Venezuela encara la recesión con más recortes del gasto público

Acuciado por la inflación y la caída del precio del petróleo, Maduro anuncia reformas en el sistema fiscal y monetario sin reducir la inversión social


Los números no le cuadran a Nicolás Maduro ni haciendo encaje de bolillos. Desde que llegó a la presidencia hace casi dos años, ha intentado controlar una economía en caída libre, a la par que el precio del barril de crudo. También su popularidad -hoy en torno al 23%-.

En el mensaje de fin de año admitió que Venezuela entró «en recesión» y que la inflación anual fue del 63,6%. Adelantó un plan económico de combate a corto, medio y largo plazo, que incluye más recortes del gasto público en Venezuela y que entró en vigor el sábado. Anunció también una reunión con alcaldes y gobernadores con el fin de tratar «la estrategia para hacer frente a la guerra económica».

Henrique Capriles, el regente opositor del Estado de Miranda, dijo que iría pero no fue convocado, quizá por criticar que el plan del sucesor de Hugo Chávez «huele a otra devaluación». Maduro confirmó en las redes sociales que solo estarían sus simpatizantes: «Hoy estoy afinando los planes y acciones del 2015 con el equipo de Gobernadores/as Bolivarian@s y l@s Ministr@s, coordinando el trabajo». Así todo se cuece en casa.

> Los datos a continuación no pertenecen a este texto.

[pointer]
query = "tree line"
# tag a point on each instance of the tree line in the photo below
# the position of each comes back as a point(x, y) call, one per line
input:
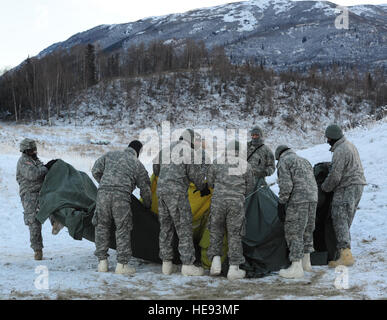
point(42, 88)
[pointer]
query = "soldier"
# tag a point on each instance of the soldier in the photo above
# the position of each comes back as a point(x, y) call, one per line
point(346, 180)
point(298, 193)
point(118, 173)
point(228, 209)
point(259, 155)
point(30, 175)
point(174, 179)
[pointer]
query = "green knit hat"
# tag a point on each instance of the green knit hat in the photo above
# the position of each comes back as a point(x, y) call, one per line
point(27, 144)
point(256, 130)
point(279, 150)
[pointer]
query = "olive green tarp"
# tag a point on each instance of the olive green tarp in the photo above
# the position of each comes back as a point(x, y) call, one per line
point(70, 196)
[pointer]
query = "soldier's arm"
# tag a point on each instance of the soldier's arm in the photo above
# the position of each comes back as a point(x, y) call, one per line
point(196, 175)
point(211, 175)
point(156, 165)
point(285, 183)
point(250, 181)
point(270, 163)
point(98, 169)
point(143, 183)
point(336, 173)
point(32, 172)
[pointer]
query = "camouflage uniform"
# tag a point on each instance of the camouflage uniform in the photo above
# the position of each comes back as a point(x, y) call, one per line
point(227, 208)
point(298, 189)
point(174, 207)
point(118, 173)
point(346, 179)
point(262, 160)
point(30, 175)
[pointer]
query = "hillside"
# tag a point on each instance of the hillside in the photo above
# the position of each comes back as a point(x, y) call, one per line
point(282, 34)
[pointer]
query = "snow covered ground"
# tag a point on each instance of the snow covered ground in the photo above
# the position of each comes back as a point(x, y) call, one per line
point(71, 265)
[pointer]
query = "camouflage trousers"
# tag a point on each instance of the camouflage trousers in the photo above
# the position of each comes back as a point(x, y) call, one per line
point(113, 208)
point(175, 214)
point(344, 205)
point(299, 227)
point(30, 202)
point(227, 215)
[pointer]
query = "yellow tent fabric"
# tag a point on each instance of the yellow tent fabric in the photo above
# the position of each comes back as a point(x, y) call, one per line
point(200, 207)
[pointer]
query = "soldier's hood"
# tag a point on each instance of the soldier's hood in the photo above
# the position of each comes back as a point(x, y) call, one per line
point(131, 151)
point(257, 142)
point(338, 142)
point(286, 153)
point(29, 158)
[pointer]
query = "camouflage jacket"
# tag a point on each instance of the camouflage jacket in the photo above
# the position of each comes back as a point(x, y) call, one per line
point(30, 174)
point(231, 180)
point(296, 180)
point(122, 171)
point(346, 168)
point(262, 161)
point(175, 177)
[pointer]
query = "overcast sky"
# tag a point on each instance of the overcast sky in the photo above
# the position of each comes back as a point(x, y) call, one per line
point(29, 26)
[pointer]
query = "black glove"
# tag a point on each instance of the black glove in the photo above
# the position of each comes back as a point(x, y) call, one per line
point(281, 211)
point(205, 191)
point(49, 164)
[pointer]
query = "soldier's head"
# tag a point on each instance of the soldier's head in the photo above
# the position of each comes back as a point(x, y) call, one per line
point(193, 138)
point(280, 150)
point(233, 148)
point(333, 133)
point(256, 135)
point(136, 145)
point(28, 147)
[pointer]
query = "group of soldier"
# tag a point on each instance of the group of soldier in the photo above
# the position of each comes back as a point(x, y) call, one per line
point(120, 172)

El presidente de Venezuela cuida el léxico para no asustar todavía más a sus compatriotas. Comentó que habrá una «optimización del gasto público», que en la práctica se traducen como recortes. La cuestión es dónde meter la tijera. Especialmente cuando garantiza mantener la inversión social. Según Maduro habría que «optimizar todo lo que invertimos en misiones, optimizar todo lo que se invierte en desarrollo estructural o tecnología».

Las misiones (programas de salud, educación, deporte y vivienda, entre otras áreas) han sido las grandes privilegiadas de los presupuestos estatales. Se han preservado reduciendo salarios de funcionarios públicos. Ahora le tocaría a las partidas de las embajadas.

La guerra del combustible

Los ajustes contemplan una reforma fiscal y un reajuste del complicado sistema de cambio de monedas. Los analistas proponen que se unifiquen los tres actuales, cuatro si se cuenta el del mercado negro: el cambio oficial es de 6,3 bolívares por dólar para productos de primera necesidad, de 12 por uno para viajes al exterior y de 50 bolívares para otros usos, aunque en la calle el dólar se vende a 150 bolívares (20 euros).

Con el fin de encauzar el grave problema, el gobernante chavista lanzó el Programa de Recuperación de la Economía, que será supervisado por un nuevo «Estado Mayor» exclusivo para el tema que funcionará «dirigido y conducido personalmente por el presidente de la República». El plan, con siete objetivos básicos, se aplicará en tres plazos: de seis meses, dos años y cuatro años. El Gobierno espera que en los primeros seis meses la economía empiece a crecer y la inflación se estabilice.

De todas formas, el panorama se presenta complicado porque Venezuela depende totalmente de la exportación de crudo, pues el 97% de los ingresos en divisas proceden de ese concepto. Y la cifra se ha reducido a la mitad.

Maduro acusa a Estados Unidos de forzar la bajada de los precios del combustible al mantener la producción para vender más caro el americano. Varios expertos recomiendan un decálogo de acciones pero coindicen en que lo más urgente es el reordenamiento de la política del cambio de monedas, liberalizar los precios -actualmente fijados por el Estado-, reestructurar las finanzas, poner orden fiscal y replantear el rol de la estatal Petróleos de Venezuela S.A.